The union claims pupils are most unruly in corridors and halls but say the behaviour has filtered into the classroom.
Headteacher Hilary Torpey, who began her first full academic year at the school in September, said allegations relating to pupil behaviour were taken ‘extremely seriously’.
She said she wanted to reassure parents and pupils that they were trying to resolve any concerns with staff, unions and the borough council.
Coun Simon Huggill, associate governor, questioned the teachers’ actions. He said: “I want to express some element of surprise because I think a lot of this is far better sorted out out of the public eye because it can damage the confidence of pupils.”
But ward councillor Roy Davies said respect should be given to teachers.
He said: “We have got to support teachers. They are paramount in education. Striking would be detrimental to everybody.”
Unions - both teaching and non-teaching - have been working together after members contacted them about alleged ‘daily physical and verbal threats’ from students.
The NUT, the ATL, NASUWT and Unison said members initially tried to deal with the situation internally before Christmas.
But staff have now decided to inolve unions again over concerns management were ‘undermining’ their discipline procedures and failing to act on their complaints.
The NUT is to ballot for strike action. The vote later this week could see up to half of the 80 teaching staff walk out and refuse to work.
But a meeting is being held today (tues) with the chair of governors, headteacher and unions in a bid to resolve the dispute.
Simon Jones, from the NUT, said: “I can confirm I have given notice to ballot members at Darwen Vale High School in connection with management’s failure to support our members who are dealing with behavioural problems.
“We are seeking an urgent meeting with management.
“Our ballot opens this week however we are committed to trying to resolve the dispute.”
Jim Dye, Association of Teachers and Lecturers, ATL, regional official for Blackburn and Darwen, said: “We are keen to ensure that a positive, safe and friendly learning environment for both pupils and staff is achieved at the school.
“We would hope to have a positive outcome from that meeting. If, however, the concerns of our members are not adequately addressed then of course we would carefully need to consider other options.”
Blackburn with Darwen Unison branch assistant secretary Denise Wilkins added: “Our members have been experiencing the same issues with pupils behaviour as members of other teaching unions.”
NASUWT said it was unable to comment at present.
In its latest Ofsted inspection in June 2010 Darwen Vale was rated as a good school where pupils behaviour was also given a good rating. The disciplinary procedures have remained the same under Mrs Torpey.
On Darwen Value Mrs Torpey said: "Any allegations relating to pupil behaviour are always taken extremely seriously.
"Whilst it has been a challenging time for the school, staff and pupils, incidents such as exclusions relating to behavioural problems have actually reduced compared with recent years.
"I would like to reassure parents and pupils that we are working closely with Blackburn with Darwen Council, the school's leadership, unions and staff to resolve any concerns."

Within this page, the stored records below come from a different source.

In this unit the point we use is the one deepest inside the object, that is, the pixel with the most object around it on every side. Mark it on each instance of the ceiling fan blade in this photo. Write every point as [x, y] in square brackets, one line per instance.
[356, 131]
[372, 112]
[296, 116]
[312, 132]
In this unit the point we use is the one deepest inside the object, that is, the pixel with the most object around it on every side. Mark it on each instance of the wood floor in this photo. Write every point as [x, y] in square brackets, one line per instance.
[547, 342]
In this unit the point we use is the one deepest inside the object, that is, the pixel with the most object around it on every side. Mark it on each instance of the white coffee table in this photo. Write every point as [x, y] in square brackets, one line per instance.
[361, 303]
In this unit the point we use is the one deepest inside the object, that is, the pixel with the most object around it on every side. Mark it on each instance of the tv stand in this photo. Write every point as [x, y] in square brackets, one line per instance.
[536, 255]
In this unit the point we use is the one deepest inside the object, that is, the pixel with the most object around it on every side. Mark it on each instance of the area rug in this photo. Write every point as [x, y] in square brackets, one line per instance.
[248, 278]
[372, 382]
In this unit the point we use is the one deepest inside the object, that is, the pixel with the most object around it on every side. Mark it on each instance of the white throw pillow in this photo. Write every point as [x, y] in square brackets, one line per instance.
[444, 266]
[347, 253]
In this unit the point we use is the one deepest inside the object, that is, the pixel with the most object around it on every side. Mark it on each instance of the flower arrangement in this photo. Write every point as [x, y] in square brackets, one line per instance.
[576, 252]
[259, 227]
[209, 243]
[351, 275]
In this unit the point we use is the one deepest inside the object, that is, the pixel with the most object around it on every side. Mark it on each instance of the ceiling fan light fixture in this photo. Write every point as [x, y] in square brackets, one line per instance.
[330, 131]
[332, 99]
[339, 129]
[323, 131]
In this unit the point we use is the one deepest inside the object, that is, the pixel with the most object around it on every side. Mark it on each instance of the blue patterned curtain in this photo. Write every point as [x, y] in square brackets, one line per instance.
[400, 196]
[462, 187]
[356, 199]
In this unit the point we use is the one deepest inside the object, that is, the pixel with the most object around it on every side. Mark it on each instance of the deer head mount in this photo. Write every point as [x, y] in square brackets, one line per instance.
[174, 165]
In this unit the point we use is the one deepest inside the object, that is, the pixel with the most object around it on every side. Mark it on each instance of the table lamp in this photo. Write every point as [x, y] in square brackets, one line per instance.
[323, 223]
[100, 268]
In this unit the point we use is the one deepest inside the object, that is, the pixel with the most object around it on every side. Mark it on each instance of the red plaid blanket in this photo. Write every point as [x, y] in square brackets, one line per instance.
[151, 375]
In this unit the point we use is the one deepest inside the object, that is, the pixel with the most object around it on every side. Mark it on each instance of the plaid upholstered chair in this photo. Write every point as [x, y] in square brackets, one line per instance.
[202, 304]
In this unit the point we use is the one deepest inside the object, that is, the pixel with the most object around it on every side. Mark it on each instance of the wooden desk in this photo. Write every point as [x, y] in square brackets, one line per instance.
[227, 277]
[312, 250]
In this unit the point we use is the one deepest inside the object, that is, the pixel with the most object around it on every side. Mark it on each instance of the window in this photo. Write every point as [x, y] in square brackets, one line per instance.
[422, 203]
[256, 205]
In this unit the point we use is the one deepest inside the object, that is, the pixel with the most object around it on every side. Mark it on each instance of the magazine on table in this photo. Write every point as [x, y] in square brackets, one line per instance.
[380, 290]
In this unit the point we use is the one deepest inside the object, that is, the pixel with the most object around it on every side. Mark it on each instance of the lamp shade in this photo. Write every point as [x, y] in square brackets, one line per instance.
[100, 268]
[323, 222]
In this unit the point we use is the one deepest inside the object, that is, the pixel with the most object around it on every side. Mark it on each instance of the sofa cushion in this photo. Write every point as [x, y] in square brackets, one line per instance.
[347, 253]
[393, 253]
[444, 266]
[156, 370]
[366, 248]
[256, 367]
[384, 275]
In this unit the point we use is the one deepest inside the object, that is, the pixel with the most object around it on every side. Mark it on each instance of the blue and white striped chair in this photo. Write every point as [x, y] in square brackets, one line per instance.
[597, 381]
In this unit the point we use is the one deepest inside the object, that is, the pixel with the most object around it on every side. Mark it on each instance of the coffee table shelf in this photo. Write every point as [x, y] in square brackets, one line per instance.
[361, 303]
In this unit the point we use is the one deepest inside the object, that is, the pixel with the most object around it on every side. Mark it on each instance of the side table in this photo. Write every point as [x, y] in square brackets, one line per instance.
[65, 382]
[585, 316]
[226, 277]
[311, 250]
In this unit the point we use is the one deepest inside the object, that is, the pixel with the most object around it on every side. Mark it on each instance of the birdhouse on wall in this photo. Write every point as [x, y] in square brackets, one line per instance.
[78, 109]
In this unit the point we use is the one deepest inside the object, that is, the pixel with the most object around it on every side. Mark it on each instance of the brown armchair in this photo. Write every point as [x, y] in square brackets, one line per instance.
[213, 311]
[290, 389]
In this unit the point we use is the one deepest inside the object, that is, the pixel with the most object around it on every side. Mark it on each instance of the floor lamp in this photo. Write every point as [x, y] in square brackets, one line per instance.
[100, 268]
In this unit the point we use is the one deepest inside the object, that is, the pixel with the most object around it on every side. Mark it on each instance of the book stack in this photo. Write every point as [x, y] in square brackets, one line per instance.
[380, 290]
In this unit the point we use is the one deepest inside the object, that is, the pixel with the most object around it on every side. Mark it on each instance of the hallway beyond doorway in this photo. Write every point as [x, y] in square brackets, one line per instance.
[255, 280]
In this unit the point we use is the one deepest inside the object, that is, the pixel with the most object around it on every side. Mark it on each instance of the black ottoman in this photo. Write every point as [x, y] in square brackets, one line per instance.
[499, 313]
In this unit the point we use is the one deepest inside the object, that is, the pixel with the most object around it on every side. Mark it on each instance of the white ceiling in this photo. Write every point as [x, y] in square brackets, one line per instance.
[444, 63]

Most parents spoken to by the Lancashire Telegraph yesterday backed the school.
John Straw, from Blackburn, whose stepdaughter Chloe Hilton, 15, is at the school, said he had not heard of any problems and Chloe loved the school.

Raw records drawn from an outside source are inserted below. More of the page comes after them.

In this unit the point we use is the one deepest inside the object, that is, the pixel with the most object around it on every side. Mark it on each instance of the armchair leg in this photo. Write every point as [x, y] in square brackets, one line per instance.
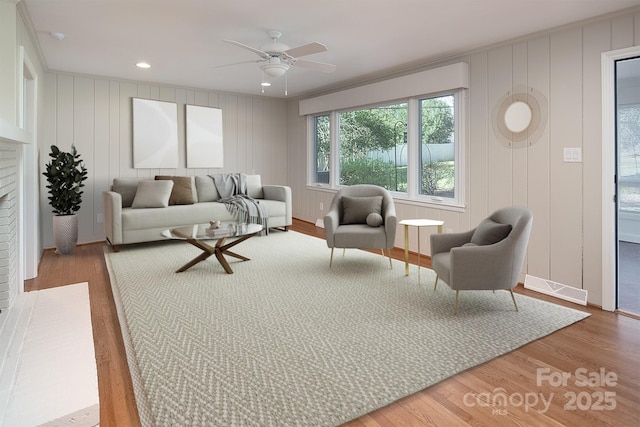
[513, 297]
[389, 252]
[455, 307]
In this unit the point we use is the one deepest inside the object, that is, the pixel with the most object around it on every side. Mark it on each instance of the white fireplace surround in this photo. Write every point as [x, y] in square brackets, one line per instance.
[12, 140]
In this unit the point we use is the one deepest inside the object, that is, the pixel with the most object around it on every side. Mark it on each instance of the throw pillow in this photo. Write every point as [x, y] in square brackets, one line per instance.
[127, 189]
[356, 209]
[374, 220]
[182, 193]
[152, 194]
[489, 232]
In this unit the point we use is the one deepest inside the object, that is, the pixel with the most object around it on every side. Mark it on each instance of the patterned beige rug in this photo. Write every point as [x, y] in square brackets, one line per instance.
[286, 341]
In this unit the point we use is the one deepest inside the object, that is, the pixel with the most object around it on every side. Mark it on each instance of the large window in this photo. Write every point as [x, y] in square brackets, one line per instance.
[437, 147]
[321, 148]
[369, 145]
[410, 148]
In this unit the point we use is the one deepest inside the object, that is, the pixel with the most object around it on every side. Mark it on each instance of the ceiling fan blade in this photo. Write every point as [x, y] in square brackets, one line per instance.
[260, 53]
[235, 63]
[306, 49]
[315, 66]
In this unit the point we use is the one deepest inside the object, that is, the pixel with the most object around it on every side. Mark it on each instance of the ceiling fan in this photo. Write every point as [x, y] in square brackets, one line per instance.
[277, 58]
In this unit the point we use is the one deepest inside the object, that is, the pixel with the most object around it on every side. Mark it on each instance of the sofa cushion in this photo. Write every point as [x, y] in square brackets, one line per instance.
[489, 232]
[206, 189]
[127, 188]
[374, 219]
[182, 192]
[254, 187]
[207, 192]
[356, 209]
[152, 194]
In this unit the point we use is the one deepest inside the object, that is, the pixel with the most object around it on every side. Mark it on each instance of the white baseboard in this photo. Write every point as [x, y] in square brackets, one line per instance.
[558, 290]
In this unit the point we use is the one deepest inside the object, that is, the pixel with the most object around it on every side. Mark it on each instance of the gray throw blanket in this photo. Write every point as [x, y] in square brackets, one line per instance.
[233, 193]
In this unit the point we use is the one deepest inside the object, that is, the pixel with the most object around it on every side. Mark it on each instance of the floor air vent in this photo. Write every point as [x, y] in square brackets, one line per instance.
[558, 290]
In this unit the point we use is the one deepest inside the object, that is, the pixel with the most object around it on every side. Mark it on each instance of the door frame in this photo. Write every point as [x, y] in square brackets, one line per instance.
[609, 207]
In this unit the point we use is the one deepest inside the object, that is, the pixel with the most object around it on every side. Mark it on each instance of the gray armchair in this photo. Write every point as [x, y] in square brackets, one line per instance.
[349, 223]
[489, 257]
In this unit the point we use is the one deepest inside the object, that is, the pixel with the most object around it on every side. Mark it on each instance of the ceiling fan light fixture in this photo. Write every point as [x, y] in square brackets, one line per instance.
[275, 70]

A father who asked to remain anonymous said: “My son has had a few problems and they haven’t been resolved. But I don’t think this is any different to any other school in the area.”
A grandmother, who also declined to give their name, said: “I am shocked to hear they are balloting for strike action because I haven’t heard of any problems.”
An anonymous parent who has a son in year nine said: “My son has been bullied in this school and the teachers didn’t do enough about it. All the students are at it with the bad behaviour.”
Raymond Eccles, 59, from Darwen, who has four grandchildren at the school, said: “They absolutely love it here.”